Light renovations of the space and furnishings—a large bar, booths and warm tones are part of the plan—are expected to begin late this year with the hopes of opening by March.

Gin & Luck has started recruiting for the Portland restaurant.

Meredith Goad Retiring from Press Herald

Food and dining reporter Meredith Goad has announced plans to retire from the Portland Press Herald bringing to close a 33-year career with the newspaper.

Goad made the decision to leave the paper and return to her home state of Tennessee to spend time with family and especially to help take care of her elderly mother. While she’ll be missing friends and life in Maine, she’s looking forward to a life without deadlines and the chance to read a book or two.

Her last articles will appear in the paper in December including a farewell piece from her to the Maine community. An online Newsroom Live event is also being planned so Meredith can say goodbye and answer questions.

Goad has played a central role in reporting on the Portland and Maine food scene. She began covering the restaurant ‘beat’ at an auspicious time—just when Sam Hayward won his James Beard Award in 2004—and has been a witness and reporter on the city’s growing reputation ever since. She’s broken stories, added perspective and contributed greatly to keeping us all informed about the wonderful food and dining scene we all get to enjoy. One of my favorite Meredith articles was one she co-authored with Mary Pols that delved into the origins of farm to table movement in Maine. Written seven years ago, it still is a great introduction to anyone asking why Portland has become a dining destination.

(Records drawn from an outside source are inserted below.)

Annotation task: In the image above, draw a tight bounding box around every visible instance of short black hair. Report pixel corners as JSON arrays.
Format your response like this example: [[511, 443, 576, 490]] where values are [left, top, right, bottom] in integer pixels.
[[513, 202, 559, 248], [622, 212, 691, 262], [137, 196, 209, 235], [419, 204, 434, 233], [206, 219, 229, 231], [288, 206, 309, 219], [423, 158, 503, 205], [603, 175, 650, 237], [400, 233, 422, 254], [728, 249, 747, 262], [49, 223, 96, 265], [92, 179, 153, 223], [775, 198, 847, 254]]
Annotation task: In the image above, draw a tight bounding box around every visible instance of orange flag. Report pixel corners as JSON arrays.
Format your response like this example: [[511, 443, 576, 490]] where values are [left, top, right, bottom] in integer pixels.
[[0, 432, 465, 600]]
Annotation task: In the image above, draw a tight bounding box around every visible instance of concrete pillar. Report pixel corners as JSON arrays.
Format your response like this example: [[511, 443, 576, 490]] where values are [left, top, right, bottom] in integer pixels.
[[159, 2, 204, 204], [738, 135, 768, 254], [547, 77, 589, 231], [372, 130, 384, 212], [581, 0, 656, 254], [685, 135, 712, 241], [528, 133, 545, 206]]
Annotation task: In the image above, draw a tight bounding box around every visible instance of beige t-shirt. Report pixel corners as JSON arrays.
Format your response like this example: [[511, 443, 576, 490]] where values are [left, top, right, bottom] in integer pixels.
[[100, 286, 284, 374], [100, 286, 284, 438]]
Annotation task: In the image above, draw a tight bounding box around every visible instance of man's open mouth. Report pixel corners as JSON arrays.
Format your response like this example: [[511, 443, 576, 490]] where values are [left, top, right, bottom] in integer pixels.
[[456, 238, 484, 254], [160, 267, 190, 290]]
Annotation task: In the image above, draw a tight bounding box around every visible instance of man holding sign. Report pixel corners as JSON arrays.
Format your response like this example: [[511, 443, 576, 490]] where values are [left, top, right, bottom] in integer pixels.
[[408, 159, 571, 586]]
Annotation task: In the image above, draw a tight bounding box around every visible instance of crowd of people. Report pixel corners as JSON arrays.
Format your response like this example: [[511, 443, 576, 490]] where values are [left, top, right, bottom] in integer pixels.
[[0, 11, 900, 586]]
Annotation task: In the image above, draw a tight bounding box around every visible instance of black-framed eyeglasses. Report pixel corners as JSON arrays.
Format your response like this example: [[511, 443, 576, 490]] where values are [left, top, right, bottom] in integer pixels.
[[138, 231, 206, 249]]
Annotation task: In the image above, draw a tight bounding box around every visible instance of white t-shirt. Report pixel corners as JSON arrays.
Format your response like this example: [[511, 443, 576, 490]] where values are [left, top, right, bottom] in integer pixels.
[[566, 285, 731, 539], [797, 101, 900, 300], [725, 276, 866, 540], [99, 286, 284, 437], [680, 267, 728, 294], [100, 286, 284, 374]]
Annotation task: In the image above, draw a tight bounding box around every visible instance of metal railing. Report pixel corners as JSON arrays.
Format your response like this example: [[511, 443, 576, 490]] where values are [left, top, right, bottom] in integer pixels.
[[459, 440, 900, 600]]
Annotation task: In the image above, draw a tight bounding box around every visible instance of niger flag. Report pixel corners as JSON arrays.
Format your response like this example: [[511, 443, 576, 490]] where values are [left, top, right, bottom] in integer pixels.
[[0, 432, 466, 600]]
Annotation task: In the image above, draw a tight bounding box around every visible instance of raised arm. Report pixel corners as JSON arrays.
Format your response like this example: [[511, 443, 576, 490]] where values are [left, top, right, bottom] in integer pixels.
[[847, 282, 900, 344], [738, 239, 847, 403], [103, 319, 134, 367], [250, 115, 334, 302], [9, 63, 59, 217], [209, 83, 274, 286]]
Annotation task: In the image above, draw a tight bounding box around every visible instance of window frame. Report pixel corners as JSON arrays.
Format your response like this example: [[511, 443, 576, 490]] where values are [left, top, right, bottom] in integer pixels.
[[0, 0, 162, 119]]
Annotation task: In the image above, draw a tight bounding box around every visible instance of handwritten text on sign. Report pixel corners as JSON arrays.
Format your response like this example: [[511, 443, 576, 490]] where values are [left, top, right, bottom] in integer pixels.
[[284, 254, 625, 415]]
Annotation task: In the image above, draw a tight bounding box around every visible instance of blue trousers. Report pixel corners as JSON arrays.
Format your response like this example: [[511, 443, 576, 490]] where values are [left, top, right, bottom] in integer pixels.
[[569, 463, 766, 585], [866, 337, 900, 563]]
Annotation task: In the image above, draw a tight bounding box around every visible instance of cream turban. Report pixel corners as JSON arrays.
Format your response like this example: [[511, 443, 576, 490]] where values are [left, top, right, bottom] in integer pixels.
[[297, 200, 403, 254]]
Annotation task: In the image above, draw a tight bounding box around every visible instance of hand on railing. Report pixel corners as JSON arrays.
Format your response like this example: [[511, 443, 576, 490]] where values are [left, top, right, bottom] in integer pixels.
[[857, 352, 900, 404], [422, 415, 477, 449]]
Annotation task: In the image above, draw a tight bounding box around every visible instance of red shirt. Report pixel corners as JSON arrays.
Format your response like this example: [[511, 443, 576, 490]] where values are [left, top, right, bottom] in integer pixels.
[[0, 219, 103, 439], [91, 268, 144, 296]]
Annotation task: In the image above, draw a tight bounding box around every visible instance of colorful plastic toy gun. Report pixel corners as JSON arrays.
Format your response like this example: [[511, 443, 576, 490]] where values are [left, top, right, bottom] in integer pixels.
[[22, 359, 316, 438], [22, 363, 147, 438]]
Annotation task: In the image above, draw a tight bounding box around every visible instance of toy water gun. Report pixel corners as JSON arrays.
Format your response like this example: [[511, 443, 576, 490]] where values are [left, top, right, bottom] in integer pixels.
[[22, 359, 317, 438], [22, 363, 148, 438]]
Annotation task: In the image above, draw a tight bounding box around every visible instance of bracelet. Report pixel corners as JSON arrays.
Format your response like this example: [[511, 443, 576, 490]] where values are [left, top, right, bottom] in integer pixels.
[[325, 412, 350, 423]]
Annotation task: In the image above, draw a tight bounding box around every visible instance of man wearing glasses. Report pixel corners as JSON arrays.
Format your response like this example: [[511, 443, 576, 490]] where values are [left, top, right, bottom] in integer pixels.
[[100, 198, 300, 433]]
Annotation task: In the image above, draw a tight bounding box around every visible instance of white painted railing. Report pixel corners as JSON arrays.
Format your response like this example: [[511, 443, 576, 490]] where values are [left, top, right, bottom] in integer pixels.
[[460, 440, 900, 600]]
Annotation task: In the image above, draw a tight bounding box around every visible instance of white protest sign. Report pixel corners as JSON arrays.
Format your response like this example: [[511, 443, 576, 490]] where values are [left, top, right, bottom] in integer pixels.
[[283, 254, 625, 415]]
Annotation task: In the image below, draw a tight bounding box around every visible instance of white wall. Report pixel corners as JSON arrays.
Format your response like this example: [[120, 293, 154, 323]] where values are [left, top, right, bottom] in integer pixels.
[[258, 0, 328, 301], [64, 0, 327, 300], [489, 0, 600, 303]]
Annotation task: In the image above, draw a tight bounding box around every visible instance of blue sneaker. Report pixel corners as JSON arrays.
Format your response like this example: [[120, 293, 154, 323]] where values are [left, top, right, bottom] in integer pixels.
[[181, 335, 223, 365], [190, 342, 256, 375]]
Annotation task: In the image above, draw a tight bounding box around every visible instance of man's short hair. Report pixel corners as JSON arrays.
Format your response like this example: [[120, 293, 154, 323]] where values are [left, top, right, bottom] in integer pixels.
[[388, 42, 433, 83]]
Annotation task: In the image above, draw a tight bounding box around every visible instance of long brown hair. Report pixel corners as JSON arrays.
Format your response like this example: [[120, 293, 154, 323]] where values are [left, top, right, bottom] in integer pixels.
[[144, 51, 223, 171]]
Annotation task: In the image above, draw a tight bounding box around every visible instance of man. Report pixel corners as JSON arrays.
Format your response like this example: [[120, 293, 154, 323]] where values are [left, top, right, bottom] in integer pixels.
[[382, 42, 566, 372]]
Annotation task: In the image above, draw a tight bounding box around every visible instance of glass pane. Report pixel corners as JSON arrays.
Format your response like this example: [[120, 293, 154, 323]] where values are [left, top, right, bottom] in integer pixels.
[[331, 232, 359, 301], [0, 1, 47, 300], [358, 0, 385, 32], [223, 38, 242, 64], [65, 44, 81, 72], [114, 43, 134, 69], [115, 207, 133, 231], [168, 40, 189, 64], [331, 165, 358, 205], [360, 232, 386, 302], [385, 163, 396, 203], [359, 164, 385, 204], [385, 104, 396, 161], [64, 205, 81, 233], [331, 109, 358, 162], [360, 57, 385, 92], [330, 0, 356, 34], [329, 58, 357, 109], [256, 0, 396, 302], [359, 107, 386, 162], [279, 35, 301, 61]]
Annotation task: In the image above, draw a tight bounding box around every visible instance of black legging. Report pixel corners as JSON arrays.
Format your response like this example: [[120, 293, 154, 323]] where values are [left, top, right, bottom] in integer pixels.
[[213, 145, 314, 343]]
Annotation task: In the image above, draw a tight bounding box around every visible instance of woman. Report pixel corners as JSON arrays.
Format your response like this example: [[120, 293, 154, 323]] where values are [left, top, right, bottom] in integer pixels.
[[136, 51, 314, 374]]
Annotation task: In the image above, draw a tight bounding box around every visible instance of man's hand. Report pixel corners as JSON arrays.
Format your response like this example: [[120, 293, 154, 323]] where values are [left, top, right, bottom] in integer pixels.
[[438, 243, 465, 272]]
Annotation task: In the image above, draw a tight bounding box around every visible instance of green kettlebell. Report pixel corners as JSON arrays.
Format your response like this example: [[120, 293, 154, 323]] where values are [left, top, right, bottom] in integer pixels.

The Press Herald has opened a search to find a new food and dining reporter for the paper. The paper “seeks an outstanding journalist to cover the world-class food and restaurant scene” in Maine. Here’s a little more of the official job posting on journalismjobs.com,

This is not a job for a rookie. Successful candidates will have several years of daily news experience and be able to submit clips that demonstrate experience not just in writing about food but in reporting business stories and working with public records requests. We care as much about health inspections as we do recipes, as much about how pandemic relief money is spent as we do about what ingredients our chefs are using. We need a reporter who is aggressive but not arrogant, who is confident but works collaboratively with editors and colleagues. And this is not a desk job – you’ll spend time on local farms and in our famed Old Port, getting to know restaurateurs, making connections with servers and diners.